Ma cipressi e cedri / di puri effluvi i zefiri impregnando / perenne verde protendean su l'urne / per memoria perenne, e prezïosi / vasi accogliean le lagrime votive.

Al verso 272 lo affianca questa volta alla palma, simbolo di Vittoria sia per l’antica Roma (dea Palmaris) che per il mondo cristiano (vittoria di Cristo sulla morte):

E voi, palme e cipressi che le nuore / piantan di Priamo, e crescerete ahi presto / di vedovili lagrime innaffiati, / proteggete i miei padri: e chi la scure / asterrà pio dalle devote frondi/ men si dorrà di consanguinei lutti, / e santamente toccherà l'altare.

 

Più che segnare la morte, il cipresso si comporta da alleato per chi giace in “fatal quïete” e per chi sprofonda nel dolore in seguito alla scomparsa dell’essere amato. La sua ombra compassionevole si allarga sulla tomba e protegge colui venuto a piangere; le sue fragranze balsamiche e resinose, paragonabili a quelle del cedro, profumano l’aria intorno all’eterno dormiente e al mortale raccolto in preghiera. Dritto come un fuso, alto quanto una palma, l’albero sacro offre sostegno e porta speranza a chi si abbatte, dilaniato da una perdita incolmabile. Il cipresso sempreverde, passerella fra Cielo e Terra, invoca protezione, pace e immortalità.

 

GIOVANNI PASCOLI (1855 – 1912)

Un poeta ossessionato dalla morte e attentissimo alla natura come Giovanni Pascoli utilizza largamente l’immagine del cipresso: è forse l’albero più citato tra i numerosi esemplari botanici che popolano Myricae (Le tamerici – da “le umili tamerici” di Virgilio, parte di un verso della quarta Bucolica). In questa sua prima raccolta di poesie, dedicata al padre Ruggero ucciso in un agguato il 10 agosto 1867, ribattezzata con acume “Il romanzo dell’orfano” dal critico letterario Giacomo Debenedetti, data alle stampe nel 1891 ma da allora costantemente ampliata, ristrutturata e revisionata fino al 1911 (9 edizioni in tutto), Pascoli rievoca le cose semplici e umili della vita agreste con l’intento di ricostruire il fondamentale mormorio della natura, il messaggio elementare del mondo. Nella prefazione paragona i suoi versi a “frulli d’uccelli, stormire di cipressi, lontano cantare di campane”.
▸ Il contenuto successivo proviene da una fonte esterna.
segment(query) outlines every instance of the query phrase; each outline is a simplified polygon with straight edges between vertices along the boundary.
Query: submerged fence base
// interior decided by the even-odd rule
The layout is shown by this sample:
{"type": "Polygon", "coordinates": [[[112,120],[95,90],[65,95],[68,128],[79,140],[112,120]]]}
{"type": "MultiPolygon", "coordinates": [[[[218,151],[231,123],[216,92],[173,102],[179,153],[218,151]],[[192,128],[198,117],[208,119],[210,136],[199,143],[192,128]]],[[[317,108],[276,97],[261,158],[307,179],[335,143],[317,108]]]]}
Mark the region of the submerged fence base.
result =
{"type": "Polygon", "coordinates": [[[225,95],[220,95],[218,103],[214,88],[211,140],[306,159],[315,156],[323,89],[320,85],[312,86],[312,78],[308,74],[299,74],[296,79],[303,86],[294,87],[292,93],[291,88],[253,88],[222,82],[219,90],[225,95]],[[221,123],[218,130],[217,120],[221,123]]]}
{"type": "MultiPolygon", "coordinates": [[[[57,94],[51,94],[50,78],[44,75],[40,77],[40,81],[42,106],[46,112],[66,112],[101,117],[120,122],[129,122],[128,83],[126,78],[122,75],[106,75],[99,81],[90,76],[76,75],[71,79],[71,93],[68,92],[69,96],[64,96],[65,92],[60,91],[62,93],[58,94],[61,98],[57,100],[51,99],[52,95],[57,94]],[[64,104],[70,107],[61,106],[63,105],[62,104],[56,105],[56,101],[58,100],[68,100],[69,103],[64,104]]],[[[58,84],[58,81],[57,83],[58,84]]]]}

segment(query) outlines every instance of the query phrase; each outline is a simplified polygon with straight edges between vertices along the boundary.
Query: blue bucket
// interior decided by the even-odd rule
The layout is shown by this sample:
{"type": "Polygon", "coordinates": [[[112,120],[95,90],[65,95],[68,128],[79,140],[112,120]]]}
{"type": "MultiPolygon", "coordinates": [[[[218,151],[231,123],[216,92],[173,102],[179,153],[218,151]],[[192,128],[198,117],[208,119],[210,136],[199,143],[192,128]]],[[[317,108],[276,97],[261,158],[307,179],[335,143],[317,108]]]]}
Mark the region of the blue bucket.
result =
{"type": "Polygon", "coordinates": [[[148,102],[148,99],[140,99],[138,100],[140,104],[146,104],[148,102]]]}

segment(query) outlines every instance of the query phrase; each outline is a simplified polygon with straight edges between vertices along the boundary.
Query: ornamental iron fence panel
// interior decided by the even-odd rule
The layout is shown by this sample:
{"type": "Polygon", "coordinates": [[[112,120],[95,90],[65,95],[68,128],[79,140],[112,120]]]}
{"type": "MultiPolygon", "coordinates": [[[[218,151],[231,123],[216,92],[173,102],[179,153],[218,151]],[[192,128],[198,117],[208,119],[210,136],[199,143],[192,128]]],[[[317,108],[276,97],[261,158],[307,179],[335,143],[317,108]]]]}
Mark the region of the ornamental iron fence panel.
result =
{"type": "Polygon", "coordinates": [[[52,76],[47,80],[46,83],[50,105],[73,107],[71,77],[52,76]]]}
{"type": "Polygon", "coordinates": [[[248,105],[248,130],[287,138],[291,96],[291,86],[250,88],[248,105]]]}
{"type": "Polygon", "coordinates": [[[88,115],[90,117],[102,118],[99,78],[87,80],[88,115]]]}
Nella poesia posta in limine della Raccolta, Il giorno dei morti, lunga settanta terzine endecasillabi e chiusa da un distico (strofa composta da due versi), il fosco cipresso è fumido, vale a dire che alza nell’aria vapore acqueo. L’albero del pianto non poteva certo mancare alla Festa dei defunti: è presente all’inizio, nella prima e seconda strofe; si affaccia nella settima strofa e ricompare alla ventunesima.

 Strofa I     

Io vedo (come è questo giorno, oscuro!),
vedo nel cuore, vedo un camposanto
con un fosco cipresso alto sul muro.”

 Strofa II       

E quel cipresso fumido si scaglia allo scirocco: a ora a ora in pianto sciogliesi l’infinita nuvolaglia.

 Strofa VII    

Non i miei morti. Stretti tutti insieme, insieme tutta la famiglia morta, sotto il cipresso fumido che geme,

 Strofa XXI    

Nessuno! – Dice; e si rinnova il pianto, e scroscia l’acqua: un impeto di vento squassa il cipresso e corre il camposanto.

Un impeto di vento squassa il cipresso” scrive Pascoli e si dice appunto “essere squassato dal pianto”. Il vento scuotendo il cipresso con violenza, sprigiona le molecole d’acqua intrappolate nei rami. Le gocce che cadono dal fogliame rappresentano lacrime di disperazione; qui, il cipresso è inteso come una persona che sussulta in preda a una crisi di pianto.

Nella poesia di otto strofe saffiche (tre endecasillabi e un adonio) intitolata La civetta, Pascoli accosta i cipressi alla nottola che da concreto rapace notturno si tramuta con l’andare dei versi in un’angosciante allegoria della Morte. Tra la prima e l’ultima strofa, il filo nero del cipresso si fa spazio nel tessuto poetico:  

Strofa I

Stavano neri al lume della luna/ gli erti cipressi, guglie di basalto/ quando tra l’ombre svolò rapida una/ ombra dall’alto:   

 Strofa III

ed i cipressi sul deserto lido/ stavano come un nero colonnato,/ rigidi, ognuno con tra i rami un nido/ addormentato.

Strofa IV

E sopra tanta vita addormentatadentro i cipressi, in mezzo alla brughiera/ sonare, ecco, una stridula risata/ di fattucchiera:  

Strofa V 

una minaccia stridula seguita,/ forse, da brevi pigolii sommessi,/ dal palpitar di tutta quella vitadentro i cipressi.                                                                                     

Strofa VIII

e quando taci, e par che tutto dorma/ nel cipresseto, trema ancora il nido/ d’ogni vivente: ancor, nell’aria, l’orma/ c’è del tuo grido.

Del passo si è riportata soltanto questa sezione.